OLIVER DICKSON: Patel is the weakest link in SA’s economic cluster

Ramaphosa missed an opportunity when reshuffling his cabinet by not bidding goodbye to ineffective trade, industry & competition minister

Trade, industry & competition minister Ebrahim Patel. Picture: TREVOR SAMSON
Trade, industry & competition minister Ebrahim Patel. Picture: TREVOR SAMSON

Trade, industry & competition minister Ebrahim Patel is the weakest link in President Cyril Ramaphosa’s “reconfigured” economic cluster, and should have been axed along with the others. The cluster hasn’t been strengthened, and the same unimaginative, unscientific and regressive “economic growth and regulatory” thinking will persist.

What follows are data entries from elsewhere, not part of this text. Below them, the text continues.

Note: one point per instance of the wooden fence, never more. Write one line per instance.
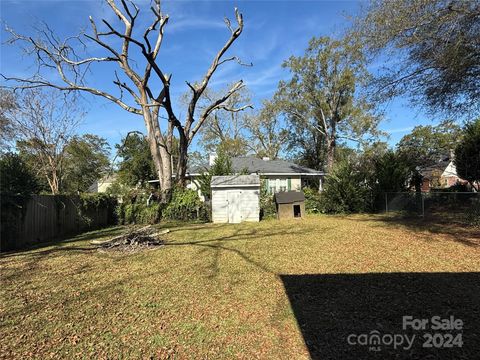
(43, 218)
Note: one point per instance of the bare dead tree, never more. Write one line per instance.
(61, 55)
(44, 122)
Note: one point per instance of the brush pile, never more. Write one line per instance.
(133, 239)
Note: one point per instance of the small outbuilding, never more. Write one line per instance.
(290, 204)
(235, 198)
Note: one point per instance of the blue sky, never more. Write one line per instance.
(274, 30)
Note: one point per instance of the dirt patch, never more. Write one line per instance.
(133, 240)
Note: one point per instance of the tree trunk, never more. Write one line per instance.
(182, 160)
(160, 155)
(330, 153)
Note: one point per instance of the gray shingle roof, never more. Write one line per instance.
(235, 180)
(252, 164)
(286, 197)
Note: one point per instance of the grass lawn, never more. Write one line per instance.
(276, 290)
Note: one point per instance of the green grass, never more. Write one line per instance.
(214, 291)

I may be perceived as harsh to suggest Patel should have been axed, or at least reassigned. His critics have tended to ask him “to do more/better” but never quite get around to asking for him to be removed altogether. Here’s why: as politicians go Patel is an affable guy, even if the bar for likeability is rather low in SA. And that is the most compelling reason Patel has been able to remain below the radar of the political commentariat — to pass muster you merely need not be corrupt and be able to string together comforting but vacuous platitudes to be considered competent enough for high office.

Patel has done a good job of remaining out of controversy within the ANC, despite its rampant factionalism; just visible enough to remain relevant to an ANC top six that seeks to find the balancing point between sanitisation and optics on the one hand and patronage on the other. Patel was never delegated by former ANC caucus leader Jackson Mthembu to speak at any of the nine no-confidence debates during the Jacob Zuma era. He is not someone journalists think of calling when they want a view on the ANC’s internecine politics. So he is not thought of as a Zuma sympathiser, for instance, despite being a consistent fixture in Zuma’s economic cluster and now Ramaphosa’s.

Patel is not a person who comes to mind when the average voter thinks about the weaknesses of cabinet, because his department is not one the average citizen is engaged with. It’s easy for the average citizen to conceptualise, say, Fikile Mbalula’s political petulance — they only need to wait for a train that doesn't arrive or look at their e-toll bill for evidence. Similarly, the average citizen needs only to be reminded about the dropout rate, illiteracy and the terrible state of school infrastructure to know that Angie Motshekga has been doing a less-than-mediocre job as basic education minister. The same is the case for Bheki Cele and SA’s endemic crime.

The failure of economic regulation and growth is not as conspicuous as a defunct school or broken train, or the ubiquity of crime and corrupt police officers. Patel’s failure is thus less obvious. But it’s time we lift the veil and ask a crucial question: what is Patel’s track record on economic development and trade and industry regulation? Is he someone investors and businesses can look to for positive signals of economic growth thinking, policy consistency and policy development towards a stable economy and reliable trade and industry environment? As importantly, can businesses in SA rely on Patel to engage with them openly, honestly and be dependable when the going gets tough? The answer is an incontrovertible no.

Perhaps the most trite evidence of Patel’s failure is the lack of economic growth. We often forget that while his ministry is called trade, industry & competition, Ramaphosa merged Patel’s old portfolio — economic development — with the former department of trade & industry. Yet few South Africans would be able to tell you what they know about Patel’s economic growth programme. We often erroneously place that expectation on the finance minister, whose primary task is actually to split the pie, when Patel’s primary key performance indicator is to grow the pie.

His inefficacy has been highlighted most over the past few months, when he was most needed. He was conspicuous by his absence when environment minister Barbara Creecy sank energy minister Gwede Mantashe’s multibillion rand Karpowership emergency energy deal over regulatory issues. Patel was also away from the centre of the resolve when businesses needed emergency intervention in unblocking the N3 during the week of unrest in July, and remained absent until much later, when government officials were on the ground trying to “quell” the situation. The DA even facetiously put out a missing person alert for Patel.

More telling of Patel’s tendency to throttle rather than boost business came when SAB approached the Western Cape High Court for a remedy against the Covid-induced alcohol sales ban. Dealing with an industry value chain that supports more than 1-million people in employment, Patel simply folded his hands and in effect told the industry, through court papers, that they were just a bunch of cry babies. From those court papers it was clear that Patel has been largely inaccessible to the alcohol industry. They were on their own. 

Ramaphosa missed an opportunity to truly anchor his economic cluster in a pro-growth slant when he retained Patel in his recent cabinet reshuffle. We are past the stage of asking Patel to “do more”; SA needs a new growth lieutenant in the economic cluster.

• Dickson, a former communications adviser to the home affairs ministry, is a political analyst, policy and political risk consultant and radio broadcaster.